I was surprised that the political opposition did not make an effort to have the anti-money laundering Bill in place for whatever that Bill was worth. For one, there would have been an immediate investigation of the possible suspects. Today, there is precious little one can do, except monitor the suspicious transactions.
But then again, as one person later said to me, having the law in place guarantees nothing.
“Adam, we have the trafficking In Persons legislation and had it not been for international pressure nothing would have happened.” I acknowledged the point, even as I recognized that those who are bent on protecting people from the scourge are running into problems with the very lawmakers who are supposed to protect them.
One woman spoke of two police ranks actually threatening her. Another managed to get two policemen charged with demanding sex from the very people they were supposed to prevent being trafficked. There are laws governing taxation. I see scores of tall buildings shooting up in and around Georgetown. A casual check revealed that the Guyana Revenue Authority does not even know the names of the people erecting the structures.

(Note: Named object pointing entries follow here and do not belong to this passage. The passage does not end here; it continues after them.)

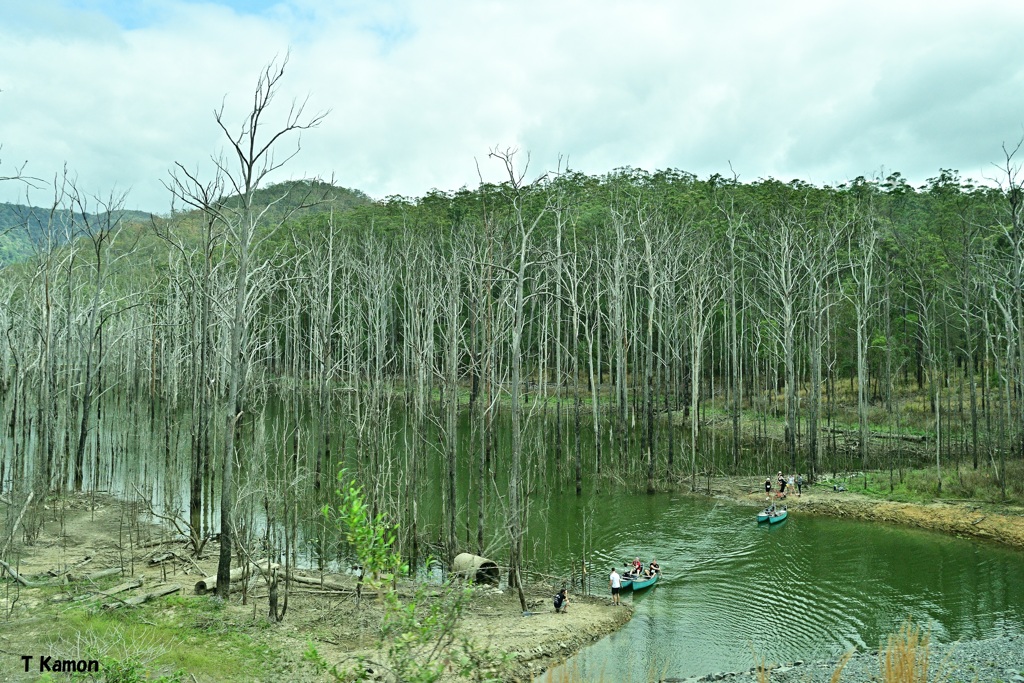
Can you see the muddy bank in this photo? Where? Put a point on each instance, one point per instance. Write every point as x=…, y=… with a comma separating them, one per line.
x=212, y=641
x=999, y=523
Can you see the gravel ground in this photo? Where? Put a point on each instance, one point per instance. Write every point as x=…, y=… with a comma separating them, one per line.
x=994, y=660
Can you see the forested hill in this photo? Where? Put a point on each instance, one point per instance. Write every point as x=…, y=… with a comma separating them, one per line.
x=22, y=226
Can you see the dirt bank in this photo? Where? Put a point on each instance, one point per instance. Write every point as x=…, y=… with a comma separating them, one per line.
x=1000, y=523
x=211, y=641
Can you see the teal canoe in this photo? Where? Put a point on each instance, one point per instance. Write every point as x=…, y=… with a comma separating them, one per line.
x=772, y=516
x=639, y=584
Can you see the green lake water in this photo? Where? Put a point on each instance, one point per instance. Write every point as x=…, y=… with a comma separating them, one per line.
x=809, y=588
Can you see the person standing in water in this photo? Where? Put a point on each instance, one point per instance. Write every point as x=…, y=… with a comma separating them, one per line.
x=615, y=584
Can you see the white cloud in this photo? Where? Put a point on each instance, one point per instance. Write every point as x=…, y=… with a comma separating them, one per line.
x=419, y=91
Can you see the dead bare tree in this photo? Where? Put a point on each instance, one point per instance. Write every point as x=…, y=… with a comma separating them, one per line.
x=250, y=160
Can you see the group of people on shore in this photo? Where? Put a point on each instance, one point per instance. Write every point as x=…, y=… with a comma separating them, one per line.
x=791, y=483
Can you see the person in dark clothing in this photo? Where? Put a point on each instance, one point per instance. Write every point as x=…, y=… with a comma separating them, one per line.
x=561, y=601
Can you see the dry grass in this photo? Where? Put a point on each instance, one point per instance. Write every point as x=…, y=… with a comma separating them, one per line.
x=906, y=656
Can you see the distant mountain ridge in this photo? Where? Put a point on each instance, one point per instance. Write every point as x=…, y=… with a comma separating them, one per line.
x=23, y=226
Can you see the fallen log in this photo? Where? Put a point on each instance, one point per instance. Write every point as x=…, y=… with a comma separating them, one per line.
x=330, y=585
x=18, y=578
x=121, y=588
x=95, y=574
x=210, y=583
x=56, y=573
x=139, y=599
x=916, y=438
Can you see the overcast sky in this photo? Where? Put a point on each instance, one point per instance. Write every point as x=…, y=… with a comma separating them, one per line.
x=418, y=92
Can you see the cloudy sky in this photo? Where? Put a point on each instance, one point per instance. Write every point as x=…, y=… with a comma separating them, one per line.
x=118, y=91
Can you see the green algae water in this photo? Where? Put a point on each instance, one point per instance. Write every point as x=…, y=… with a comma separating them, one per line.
x=809, y=588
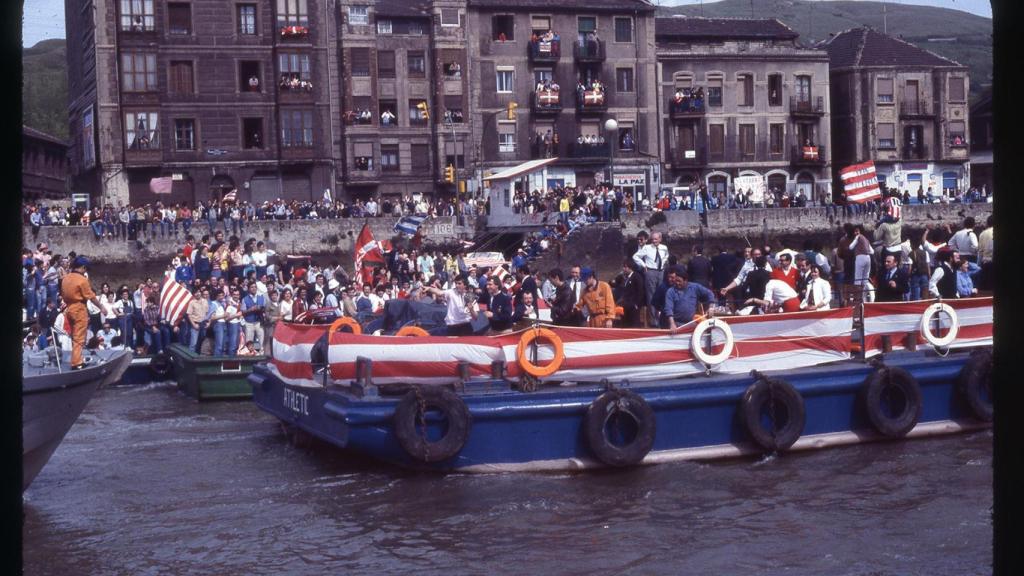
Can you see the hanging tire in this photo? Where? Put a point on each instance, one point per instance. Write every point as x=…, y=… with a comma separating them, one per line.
x=410, y=423
x=975, y=381
x=160, y=366
x=620, y=408
x=892, y=399
x=772, y=412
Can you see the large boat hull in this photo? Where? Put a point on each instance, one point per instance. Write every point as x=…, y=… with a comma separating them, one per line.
x=696, y=418
x=52, y=401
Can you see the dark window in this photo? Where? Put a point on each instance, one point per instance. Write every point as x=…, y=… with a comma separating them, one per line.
x=624, y=79
x=389, y=158
x=385, y=64
x=252, y=136
x=184, y=134
x=179, y=17
x=775, y=89
x=360, y=62
x=417, y=65
x=503, y=28
x=624, y=30
x=181, y=78
x=247, y=19
x=249, y=78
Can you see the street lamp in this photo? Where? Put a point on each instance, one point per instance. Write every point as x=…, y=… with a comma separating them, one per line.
x=611, y=127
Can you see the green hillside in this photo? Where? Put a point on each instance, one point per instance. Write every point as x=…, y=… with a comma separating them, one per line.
x=44, y=88
x=815, y=21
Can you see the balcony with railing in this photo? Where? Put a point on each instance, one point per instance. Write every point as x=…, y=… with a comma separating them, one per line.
x=807, y=155
x=544, y=51
x=807, y=107
x=592, y=100
x=589, y=51
x=546, y=103
x=915, y=109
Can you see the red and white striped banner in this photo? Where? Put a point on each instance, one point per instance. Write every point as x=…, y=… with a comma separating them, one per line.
x=765, y=342
x=896, y=320
x=860, y=182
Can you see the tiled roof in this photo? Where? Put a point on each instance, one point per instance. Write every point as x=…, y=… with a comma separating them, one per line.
x=863, y=46
x=694, y=27
x=576, y=5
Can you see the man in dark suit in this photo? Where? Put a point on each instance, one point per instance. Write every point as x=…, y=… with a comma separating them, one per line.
x=893, y=282
x=698, y=269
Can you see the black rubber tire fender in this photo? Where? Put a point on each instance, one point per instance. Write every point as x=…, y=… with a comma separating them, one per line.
x=788, y=410
x=409, y=423
x=596, y=420
x=879, y=383
x=160, y=365
x=975, y=382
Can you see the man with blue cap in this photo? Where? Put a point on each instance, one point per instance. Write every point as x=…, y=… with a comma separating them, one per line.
x=76, y=291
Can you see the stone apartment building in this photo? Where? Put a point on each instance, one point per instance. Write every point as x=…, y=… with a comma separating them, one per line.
x=740, y=97
x=599, y=53
x=903, y=108
x=216, y=94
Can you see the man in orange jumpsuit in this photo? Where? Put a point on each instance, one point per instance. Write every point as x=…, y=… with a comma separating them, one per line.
x=76, y=291
x=599, y=302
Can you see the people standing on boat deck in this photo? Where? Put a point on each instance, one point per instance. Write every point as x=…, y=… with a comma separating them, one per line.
x=499, y=307
x=861, y=248
x=652, y=259
x=76, y=291
x=942, y=284
x=818, y=294
x=461, y=311
x=563, y=311
x=683, y=298
x=893, y=281
x=598, y=301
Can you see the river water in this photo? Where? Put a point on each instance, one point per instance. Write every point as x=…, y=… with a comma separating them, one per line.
x=150, y=482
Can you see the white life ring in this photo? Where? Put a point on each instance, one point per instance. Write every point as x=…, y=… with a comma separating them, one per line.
x=926, y=325
x=698, y=332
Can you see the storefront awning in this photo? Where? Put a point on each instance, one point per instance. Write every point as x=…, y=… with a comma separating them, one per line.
x=521, y=169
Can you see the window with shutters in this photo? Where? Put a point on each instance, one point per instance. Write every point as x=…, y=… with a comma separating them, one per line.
x=181, y=78
x=624, y=30
x=884, y=90
x=142, y=130
x=417, y=65
x=296, y=128
x=184, y=134
x=389, y=158
x=138, y=72
x=956, y=91
x=359, y=62
x=747, y=142
x=385, y=64
x=178, y=18
x=716, y=140
x=887, y=136
x=247, y=19
x=744, y=89
x=137, y=15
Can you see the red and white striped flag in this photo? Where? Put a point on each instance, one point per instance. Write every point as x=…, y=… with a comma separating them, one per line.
x=860, y=182
x=161, y=186
x=174, y=299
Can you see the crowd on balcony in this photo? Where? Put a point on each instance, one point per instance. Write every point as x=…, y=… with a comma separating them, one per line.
x=688, y=99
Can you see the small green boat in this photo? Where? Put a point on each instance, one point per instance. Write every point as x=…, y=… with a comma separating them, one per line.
x=213, y=377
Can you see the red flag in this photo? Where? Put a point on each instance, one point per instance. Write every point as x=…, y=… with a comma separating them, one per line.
x=860, y=182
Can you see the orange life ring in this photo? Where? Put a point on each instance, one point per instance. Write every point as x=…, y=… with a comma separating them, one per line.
x=344, y=321
x=412, y=331
x=539, y=371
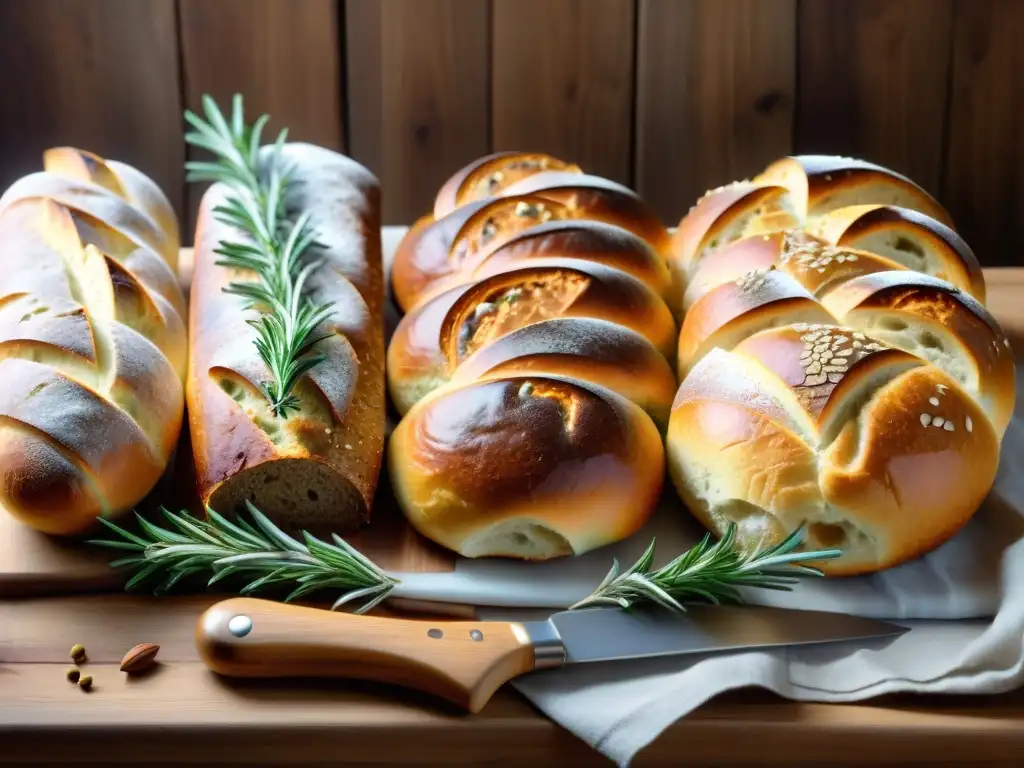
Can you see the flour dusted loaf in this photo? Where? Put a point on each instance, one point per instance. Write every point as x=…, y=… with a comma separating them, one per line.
x=535, y=365
x=92, y=341
x=839, y=370
x=315, y=469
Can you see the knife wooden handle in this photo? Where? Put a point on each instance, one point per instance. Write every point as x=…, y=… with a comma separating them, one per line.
x=462, y=662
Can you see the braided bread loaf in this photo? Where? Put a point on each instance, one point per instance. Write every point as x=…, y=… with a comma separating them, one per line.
x=495, y=200
x=838, y=367
x=535, y=364
x=92, y=341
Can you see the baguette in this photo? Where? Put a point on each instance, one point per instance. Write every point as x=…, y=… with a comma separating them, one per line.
x=317, y=468
x=92, y=341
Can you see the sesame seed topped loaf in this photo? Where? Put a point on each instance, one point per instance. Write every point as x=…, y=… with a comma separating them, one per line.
x=92, y=341
x=534, y=367
x=838, y=369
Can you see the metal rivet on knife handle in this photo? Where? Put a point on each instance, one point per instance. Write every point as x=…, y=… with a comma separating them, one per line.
x=240, y=626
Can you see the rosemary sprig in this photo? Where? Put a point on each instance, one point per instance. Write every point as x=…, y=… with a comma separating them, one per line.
x=707, y=572
x=224, y=549
x=287, y=326
x=710, y=571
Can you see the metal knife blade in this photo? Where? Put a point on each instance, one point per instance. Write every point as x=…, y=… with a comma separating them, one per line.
x=607, y=634
x=467, y=660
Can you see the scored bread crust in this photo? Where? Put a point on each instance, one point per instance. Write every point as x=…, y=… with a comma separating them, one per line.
x=570, y=207
x=534, y=367
x=425, y=349
x=92, y=341
x=839, y=370
x=315, y=469
x=491, y=175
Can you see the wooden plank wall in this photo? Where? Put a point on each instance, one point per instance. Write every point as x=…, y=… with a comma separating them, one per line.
x=670, y=96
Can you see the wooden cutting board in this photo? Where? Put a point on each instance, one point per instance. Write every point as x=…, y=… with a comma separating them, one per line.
x=32, y=563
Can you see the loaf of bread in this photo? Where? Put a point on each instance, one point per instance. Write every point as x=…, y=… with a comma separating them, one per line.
x=497, y=200
x=92, y=341
x=315, y=469
x=534, y=367
x=839, y=371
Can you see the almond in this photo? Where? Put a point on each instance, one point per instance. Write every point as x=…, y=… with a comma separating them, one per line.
x=139, y=658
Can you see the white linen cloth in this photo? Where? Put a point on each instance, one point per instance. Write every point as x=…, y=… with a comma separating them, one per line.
x=973, y=585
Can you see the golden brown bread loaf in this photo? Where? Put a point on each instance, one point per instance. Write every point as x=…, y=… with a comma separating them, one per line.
x=317, y=468
x=534, y=367
x=469, y=226
x=839, y=370
x=93, y=341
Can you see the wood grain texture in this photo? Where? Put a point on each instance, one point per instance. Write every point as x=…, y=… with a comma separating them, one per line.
x=562, y=76
x=284, y=57
x=442, y=658
x=715, y=95
x=873, y=80
x=984, y=173
x=180, y=713
x=430, y=115
x=100, y=75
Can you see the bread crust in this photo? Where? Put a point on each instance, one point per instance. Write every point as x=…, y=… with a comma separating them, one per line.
x=317, y=469
x=92, y=342
x=839, y=371
x=534, y=367
x=489, y=175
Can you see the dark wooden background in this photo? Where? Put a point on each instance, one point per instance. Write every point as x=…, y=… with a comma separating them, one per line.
x=670, y=96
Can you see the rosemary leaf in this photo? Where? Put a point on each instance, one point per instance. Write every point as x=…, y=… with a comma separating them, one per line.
x=253, y=548
x=286, y=332
x=708, y=572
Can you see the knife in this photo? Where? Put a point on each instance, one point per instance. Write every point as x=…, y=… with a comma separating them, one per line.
x=466, y=662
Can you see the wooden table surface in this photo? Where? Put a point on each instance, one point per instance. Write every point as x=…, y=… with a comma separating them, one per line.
x=182, y=714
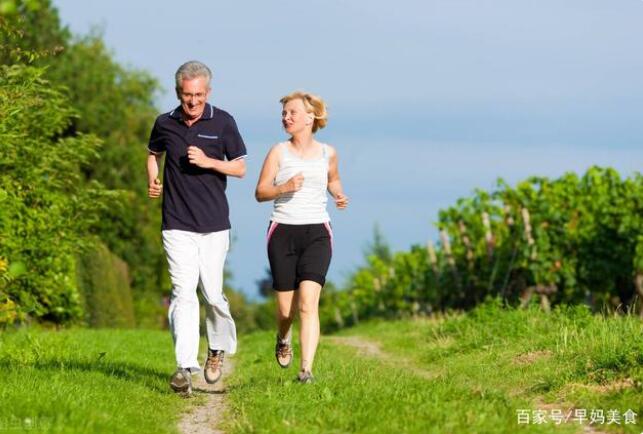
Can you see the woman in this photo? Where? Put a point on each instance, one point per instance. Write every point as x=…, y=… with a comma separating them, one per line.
x=296, y=175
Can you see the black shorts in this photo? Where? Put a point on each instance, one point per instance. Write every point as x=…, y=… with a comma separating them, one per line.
x=297, y=253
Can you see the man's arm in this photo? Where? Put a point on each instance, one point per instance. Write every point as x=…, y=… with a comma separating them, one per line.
x=236, y=168
x=154, y=186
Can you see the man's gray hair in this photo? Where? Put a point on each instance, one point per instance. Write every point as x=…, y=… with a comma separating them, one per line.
x=190, y=70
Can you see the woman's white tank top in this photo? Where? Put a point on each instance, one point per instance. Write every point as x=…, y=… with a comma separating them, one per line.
x=308, y=205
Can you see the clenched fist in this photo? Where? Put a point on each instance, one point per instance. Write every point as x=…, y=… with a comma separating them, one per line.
x=155, y=188
x=341, y=201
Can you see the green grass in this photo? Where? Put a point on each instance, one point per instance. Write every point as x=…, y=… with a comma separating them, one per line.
x=61, y=382
x=465, y=373
x=459, y=373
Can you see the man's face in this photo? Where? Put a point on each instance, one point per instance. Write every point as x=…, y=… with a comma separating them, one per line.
x=193, y=94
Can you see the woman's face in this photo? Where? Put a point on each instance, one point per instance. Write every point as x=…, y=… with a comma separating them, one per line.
x=295, y=118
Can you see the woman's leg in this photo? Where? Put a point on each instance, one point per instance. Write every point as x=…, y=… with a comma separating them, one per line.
x=309, y=292
x=286, y=305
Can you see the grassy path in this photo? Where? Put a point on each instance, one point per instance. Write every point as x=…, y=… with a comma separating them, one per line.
x=88, y=381
x=478, y=372
x=207, y=415
x=470, y=373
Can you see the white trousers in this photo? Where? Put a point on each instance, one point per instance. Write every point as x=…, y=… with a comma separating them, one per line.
x=196, y=260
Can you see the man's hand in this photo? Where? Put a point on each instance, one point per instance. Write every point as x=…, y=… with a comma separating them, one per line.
x=198, y=158
x=155, y=189
x=293, y=184
x=341, y=201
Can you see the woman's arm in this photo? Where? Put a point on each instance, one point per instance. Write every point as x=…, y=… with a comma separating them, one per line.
x=266, y=188
x=334, y=183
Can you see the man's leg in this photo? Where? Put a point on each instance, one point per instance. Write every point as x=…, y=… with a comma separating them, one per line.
x=182, y=256
x=220, y=327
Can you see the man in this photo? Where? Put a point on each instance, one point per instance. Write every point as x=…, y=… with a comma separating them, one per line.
x=202, y=146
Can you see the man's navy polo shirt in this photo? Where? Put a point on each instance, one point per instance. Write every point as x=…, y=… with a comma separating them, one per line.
x=194, y=198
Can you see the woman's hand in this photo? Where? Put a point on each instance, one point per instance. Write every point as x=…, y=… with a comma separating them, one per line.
x=341, y=201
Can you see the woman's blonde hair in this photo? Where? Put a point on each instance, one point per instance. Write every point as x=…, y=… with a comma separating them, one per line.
x=313, y=104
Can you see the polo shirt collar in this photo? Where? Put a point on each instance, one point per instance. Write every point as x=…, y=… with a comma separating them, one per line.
x=208, y=112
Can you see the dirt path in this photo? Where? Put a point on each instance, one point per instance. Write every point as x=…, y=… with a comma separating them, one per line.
x=206, y=418
x=368, y=348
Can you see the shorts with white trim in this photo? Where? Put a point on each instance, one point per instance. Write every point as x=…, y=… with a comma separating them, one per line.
x=297, y=253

When I asked a GRA staff member, the man simply said that the person may be paying taxes on his least profitable enterprise just to maintain a public perception. I then asked about the GRA moving to the site of the construction to conduct a tax inspection. That was when the person said that they do not have enough staff to go chasing after everything.
This is likely to be the very argument that would be made if and when Guyana gets the anti-money laundering Bill. Then I began to think about this new investigative unit that Cabinet sees as being important in the wake of the failure to pass the anti-money laundering Bill. This unit, to be named the Special Operations Crimes Unit (SOCU), will be headed by the Police Commissioner.
I thought that it was a good thing that the acronym was not SOCA, because the country would have concluded that the government was merely having a party with the nation. This body would have to be equipped with specially trained financial investigators. I then heard that they would be working with the Financial Intelligence Unit (FIU).
If that is to be the case, I am left to wonder at the inability of the FIU to spot even one suspicious transaction. Surely, if Adam Harris walks into a bank and deposits $3 million, that would be a suspicious transaction. It might be a legitimate transaction because someone from overseas sent US$15,000 to begin payments on a house. But it is still suspicious.
I know of a few cases like this, yet the FIU never detected any suspicious transaction. The commercial banks must have provided the information. What is there to effect a change in this situation? Perhaps the FIU might find it so much easier to pass everything to the SOCU.
But the skeptic that I am, I could not help but recall that the Guyana Elections Commission discovered what the officials considered an attempt at fraud by way of multiple registrations. The information was passed to the police, who could not even mount an investigation. No one was ever prosecuted. SOCU may very well land in the same boat.
However, I am certain that any probe would have uncovered a large extent of money laundering. Everyone I know contends that the structures going up is a reflection of how much drug money there is in the system. They say that with the announcement that there must be anti-money laundering legislation, people are making desperate efforts to legitimize their money.
They take the cash and they go to the various manufacturing firms. They pay cash and they take home the material which they use in their construction. In the end, the money becomes clean. The bank would be reluctant to question Gafoor’s or Toolsie Persaud about any deposit the company makes.
There was also another bit of nonsense that I failed to grasp and it had to do with the introduction of the $5,000 note. The police, the private sector and just about everyone, except the government wants people to use plastic—credit cards, debit cards, and even cheques.
Earlier this year, or it might have been late last year, when asked about the need for the new note, the Deputy Governor of the Bank said that it had been more than a decade since Guyana had a new currency.
It has been decades since the United States considered having a currency note larger than the $100. And even that the great United States is thinking about phasing out. Some stores do not take them. But Guyana has to be different, although as the people from the Finance Ministry said, the new note has nothing to do with inflation.
In my book the new note allows people with cash that they cannot take to the bank, to use less space to store this money. And it also aids the criminals since they would have to escape with less load and even more cash.
Is the government on the side of the criminals?